Industry observers said that a campaign focused on science and future therapeutic revolutions don’t address a core issue that has emerged over the past year and a half: the public perception that the industry is not holding up its part of the social contract to not only develop drugs but also make them accessible.

“Just because you have a new breakthrough medicine doesn’t mean I’m going to get access to it,” said Kenneth Kaitin, director of the Tufts Center for the Study of Drug Development. “I think this is the exact wrong time to play around with that issue, because more and more people are going to get concerned – or already are concerned – about the state of their health-care coverage.”
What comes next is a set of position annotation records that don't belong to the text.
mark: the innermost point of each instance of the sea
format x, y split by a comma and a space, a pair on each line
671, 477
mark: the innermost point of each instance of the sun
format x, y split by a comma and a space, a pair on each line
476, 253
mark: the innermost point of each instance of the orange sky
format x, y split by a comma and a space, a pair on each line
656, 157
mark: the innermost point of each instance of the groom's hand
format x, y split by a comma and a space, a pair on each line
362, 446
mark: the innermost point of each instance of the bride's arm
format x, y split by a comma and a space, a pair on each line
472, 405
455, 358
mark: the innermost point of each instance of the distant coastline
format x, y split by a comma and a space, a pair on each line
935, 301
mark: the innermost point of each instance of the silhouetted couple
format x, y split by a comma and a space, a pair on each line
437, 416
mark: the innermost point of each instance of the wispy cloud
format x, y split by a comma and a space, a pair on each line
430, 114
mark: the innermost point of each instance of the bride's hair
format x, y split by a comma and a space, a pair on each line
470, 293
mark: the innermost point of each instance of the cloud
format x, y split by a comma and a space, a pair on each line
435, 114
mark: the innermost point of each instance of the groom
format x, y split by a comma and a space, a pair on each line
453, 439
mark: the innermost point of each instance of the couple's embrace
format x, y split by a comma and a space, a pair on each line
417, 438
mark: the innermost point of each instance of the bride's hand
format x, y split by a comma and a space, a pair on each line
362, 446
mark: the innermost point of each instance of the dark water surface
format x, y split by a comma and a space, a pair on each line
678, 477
Ubl said the campaign will also focus on demonstrating the value of drugs. That, too, isn’t new, said Dominique Tobbell, a historian of medicine at the University of Minnesota. Tobbell said in an email that since the late 1950s the pharmaceutical industry has made arguments about its drugs’ values, from the reductions in mortality to saving health-care costs through reduced hospitalizations or getting workers back on the job faster.

“Consistently, the industry has cast pharmaceuticals as the major reasons for these health-care gains – the role of public-health measures, preventive medicine, and lifestyle changes have been routinely missing or downplayed in its campaigns,” Tobbell said.
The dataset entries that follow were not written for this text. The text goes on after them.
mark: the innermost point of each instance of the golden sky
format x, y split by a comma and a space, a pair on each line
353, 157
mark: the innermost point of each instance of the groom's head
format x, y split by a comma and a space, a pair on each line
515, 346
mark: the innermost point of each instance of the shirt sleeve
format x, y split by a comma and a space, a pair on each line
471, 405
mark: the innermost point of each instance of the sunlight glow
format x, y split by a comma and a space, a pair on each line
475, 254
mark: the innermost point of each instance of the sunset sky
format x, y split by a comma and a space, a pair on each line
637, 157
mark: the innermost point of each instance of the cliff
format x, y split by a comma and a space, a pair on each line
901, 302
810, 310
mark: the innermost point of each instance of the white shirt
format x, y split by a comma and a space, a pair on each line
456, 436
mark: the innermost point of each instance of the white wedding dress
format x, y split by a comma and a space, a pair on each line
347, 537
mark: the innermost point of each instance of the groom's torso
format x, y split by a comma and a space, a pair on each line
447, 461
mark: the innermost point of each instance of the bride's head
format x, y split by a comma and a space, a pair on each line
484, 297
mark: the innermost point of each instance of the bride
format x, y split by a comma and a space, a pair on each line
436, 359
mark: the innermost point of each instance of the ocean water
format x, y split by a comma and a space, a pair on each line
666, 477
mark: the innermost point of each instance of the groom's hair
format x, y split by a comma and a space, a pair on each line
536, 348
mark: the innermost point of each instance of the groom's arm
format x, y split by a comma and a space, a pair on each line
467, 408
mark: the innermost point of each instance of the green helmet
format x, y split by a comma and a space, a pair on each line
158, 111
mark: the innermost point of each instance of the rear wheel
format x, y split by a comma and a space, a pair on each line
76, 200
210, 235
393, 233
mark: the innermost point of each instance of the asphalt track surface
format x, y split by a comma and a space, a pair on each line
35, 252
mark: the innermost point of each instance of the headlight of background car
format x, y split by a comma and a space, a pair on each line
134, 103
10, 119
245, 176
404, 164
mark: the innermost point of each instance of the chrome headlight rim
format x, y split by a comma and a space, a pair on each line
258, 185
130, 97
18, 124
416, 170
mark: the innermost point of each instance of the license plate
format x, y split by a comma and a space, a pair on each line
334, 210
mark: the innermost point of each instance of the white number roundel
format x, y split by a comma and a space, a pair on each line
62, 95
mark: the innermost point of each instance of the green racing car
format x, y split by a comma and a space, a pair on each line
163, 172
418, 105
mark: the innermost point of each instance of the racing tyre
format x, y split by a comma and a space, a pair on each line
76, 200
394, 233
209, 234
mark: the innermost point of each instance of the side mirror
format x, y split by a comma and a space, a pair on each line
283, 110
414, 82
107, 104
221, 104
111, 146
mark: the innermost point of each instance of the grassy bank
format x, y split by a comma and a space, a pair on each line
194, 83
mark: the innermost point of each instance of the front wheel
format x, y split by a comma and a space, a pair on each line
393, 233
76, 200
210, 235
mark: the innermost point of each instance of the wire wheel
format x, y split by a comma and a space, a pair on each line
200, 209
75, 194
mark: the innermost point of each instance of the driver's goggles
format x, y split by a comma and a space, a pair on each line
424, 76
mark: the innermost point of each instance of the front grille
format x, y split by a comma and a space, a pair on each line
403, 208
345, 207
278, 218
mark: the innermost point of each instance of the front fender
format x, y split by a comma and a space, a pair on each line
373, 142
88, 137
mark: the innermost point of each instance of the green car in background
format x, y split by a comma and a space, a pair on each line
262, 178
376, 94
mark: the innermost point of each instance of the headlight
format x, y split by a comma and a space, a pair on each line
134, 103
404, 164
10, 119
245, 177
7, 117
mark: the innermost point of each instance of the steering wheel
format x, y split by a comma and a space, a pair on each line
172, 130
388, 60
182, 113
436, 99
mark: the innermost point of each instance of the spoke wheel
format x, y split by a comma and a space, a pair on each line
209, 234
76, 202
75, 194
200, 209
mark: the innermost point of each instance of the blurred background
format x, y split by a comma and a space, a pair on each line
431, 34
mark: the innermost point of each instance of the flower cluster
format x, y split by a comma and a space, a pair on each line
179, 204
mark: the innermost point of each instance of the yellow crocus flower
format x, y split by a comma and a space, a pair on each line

Greene argues that there are essentially two conversations Americans have about drugs. One is about the frontiers of science and the need for medicines to treat rare and overlooked diseases. Another is about access to medicine and health. These two discussions rarely overlap, he says.

For example, in a rare wave of bipartisan support late last year, Congress passed the 21st Century Cures Act aimed at speeding up the development of new drugs. What wasn’t part of that legislation was an acknowledgment that patients were frustrated with the price and access to older drugs, an issue that came up at multiple congressional hearings over the past year.
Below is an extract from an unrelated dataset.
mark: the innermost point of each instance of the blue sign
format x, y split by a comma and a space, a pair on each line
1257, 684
Tobbell said that although the strategy of focusing on innovation has been successfully used for decades, consumers have more information about how pricing works that may keep them skeptical about the industry. But if history is a guide, the strategy may simply put off the issue until the next time a pricing controversy flares.

“Each time, it seems like prescription drug prices have reached some new high that’s just impossible to bear. The level of prices that we’re talking about when we talk about the unaffordability of prescription drugs – if you were to show them to people having arguments over prescription drug prices in the ’80s, it would be incredible,” Greene said. “How many cycles of normalization of high drug prices and reinflation of drug prices can we stand as a society?”